Bardot slams Australian plan to cull 2 million feral cats
French actress Brigitte Bardot has condemned an Australian plan to cull 2 million feral cats, blamed for wreaking havoc on native animals, to stop them further harming vanishing populations.
Feral cats have been identified as the main culprit behind Australia’s high rate of mammal extinction, with more than 10 percent of species wiped out since Europeans settled here two centuries ago.
Environment Minister Greg Hunt has said the advice he has received is that the cats number 20 million across the country and devour countless native animals every night.
“They are tsunamis of violence and death for Australia’s native species,” he told the Australian Broadcasting Corporation last week.

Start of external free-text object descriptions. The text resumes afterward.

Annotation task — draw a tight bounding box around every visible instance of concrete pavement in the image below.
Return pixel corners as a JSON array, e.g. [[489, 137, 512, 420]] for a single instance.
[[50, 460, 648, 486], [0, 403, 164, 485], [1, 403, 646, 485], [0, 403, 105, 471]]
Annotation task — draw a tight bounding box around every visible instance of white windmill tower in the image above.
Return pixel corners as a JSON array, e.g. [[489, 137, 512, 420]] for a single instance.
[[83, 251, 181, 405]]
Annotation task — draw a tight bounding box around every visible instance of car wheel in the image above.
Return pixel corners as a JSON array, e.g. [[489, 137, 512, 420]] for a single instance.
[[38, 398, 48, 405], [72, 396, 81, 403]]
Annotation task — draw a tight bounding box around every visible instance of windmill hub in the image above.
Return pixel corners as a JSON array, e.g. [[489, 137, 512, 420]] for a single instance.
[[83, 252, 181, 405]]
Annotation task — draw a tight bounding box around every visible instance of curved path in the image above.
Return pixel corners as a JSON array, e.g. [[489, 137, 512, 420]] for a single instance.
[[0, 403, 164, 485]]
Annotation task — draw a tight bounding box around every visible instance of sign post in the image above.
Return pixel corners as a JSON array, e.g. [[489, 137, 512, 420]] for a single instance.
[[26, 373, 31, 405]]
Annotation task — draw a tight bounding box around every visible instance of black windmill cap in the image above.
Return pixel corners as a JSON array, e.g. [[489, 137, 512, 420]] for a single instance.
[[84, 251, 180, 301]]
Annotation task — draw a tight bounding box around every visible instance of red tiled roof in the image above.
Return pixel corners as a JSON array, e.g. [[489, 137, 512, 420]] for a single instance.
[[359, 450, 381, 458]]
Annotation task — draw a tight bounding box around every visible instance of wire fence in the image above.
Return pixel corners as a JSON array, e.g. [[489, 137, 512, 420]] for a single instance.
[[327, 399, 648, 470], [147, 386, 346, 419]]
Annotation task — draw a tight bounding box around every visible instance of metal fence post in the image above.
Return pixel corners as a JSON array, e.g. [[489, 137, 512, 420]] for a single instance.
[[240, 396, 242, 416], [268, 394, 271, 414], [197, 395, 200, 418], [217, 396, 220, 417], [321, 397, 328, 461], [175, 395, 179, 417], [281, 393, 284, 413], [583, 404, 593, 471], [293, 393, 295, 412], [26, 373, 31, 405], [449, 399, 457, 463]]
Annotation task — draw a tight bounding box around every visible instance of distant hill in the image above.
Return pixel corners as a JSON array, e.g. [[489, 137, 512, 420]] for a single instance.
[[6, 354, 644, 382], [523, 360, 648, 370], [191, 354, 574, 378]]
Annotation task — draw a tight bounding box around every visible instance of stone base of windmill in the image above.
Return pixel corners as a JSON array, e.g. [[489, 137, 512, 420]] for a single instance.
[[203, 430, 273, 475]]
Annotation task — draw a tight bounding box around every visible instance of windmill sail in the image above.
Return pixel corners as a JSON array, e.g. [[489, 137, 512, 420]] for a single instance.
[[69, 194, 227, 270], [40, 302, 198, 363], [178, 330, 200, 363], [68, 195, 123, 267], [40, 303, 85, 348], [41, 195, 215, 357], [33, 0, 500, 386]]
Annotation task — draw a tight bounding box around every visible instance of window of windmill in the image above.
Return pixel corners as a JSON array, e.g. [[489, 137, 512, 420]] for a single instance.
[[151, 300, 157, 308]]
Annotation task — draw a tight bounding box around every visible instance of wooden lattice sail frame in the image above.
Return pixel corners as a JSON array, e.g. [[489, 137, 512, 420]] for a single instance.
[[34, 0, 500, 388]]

Hunt said a target of eradicating two million feral cats had been set for 2020, in addition to creating feral-free enclosures to aid the recovery of birds and mammals among other measures.
The government has stressed the eradication of cats will be carried out humanely, but Bardot urged the government to reconsider the plan which she said was “appalling” to the international community.
“This animal genocide is inhumane and ridiculous. In addition to being cruel, killing these cats is absolutely useless since the rest of them will keep breeding,” she said in the English translation of the open letter to Hunt.
Bardot, who said the money set aside to destroy the animals would be better spent on setting up a large-scale sterilization campaign, said Australia’s public image was being hurt by its culling of animals.
Earlier this year officials said that close to 700 koalas had been killed in southeastern Australia because overpopulation led to the animals starving, while feral camels and wild horses have been culled in the Outback to stop them destroying land.
“Your country is sullied by the blood of millions of innocent animals so please, don’t add cats to this morbid record,” Bardot wrote.
People for the Ethical Treatment of Animals said that the culling of animals had been proven in the past to be ineffective and called on the government to look for long-term, non-lethal solutions including suppressing the cats’ fertility.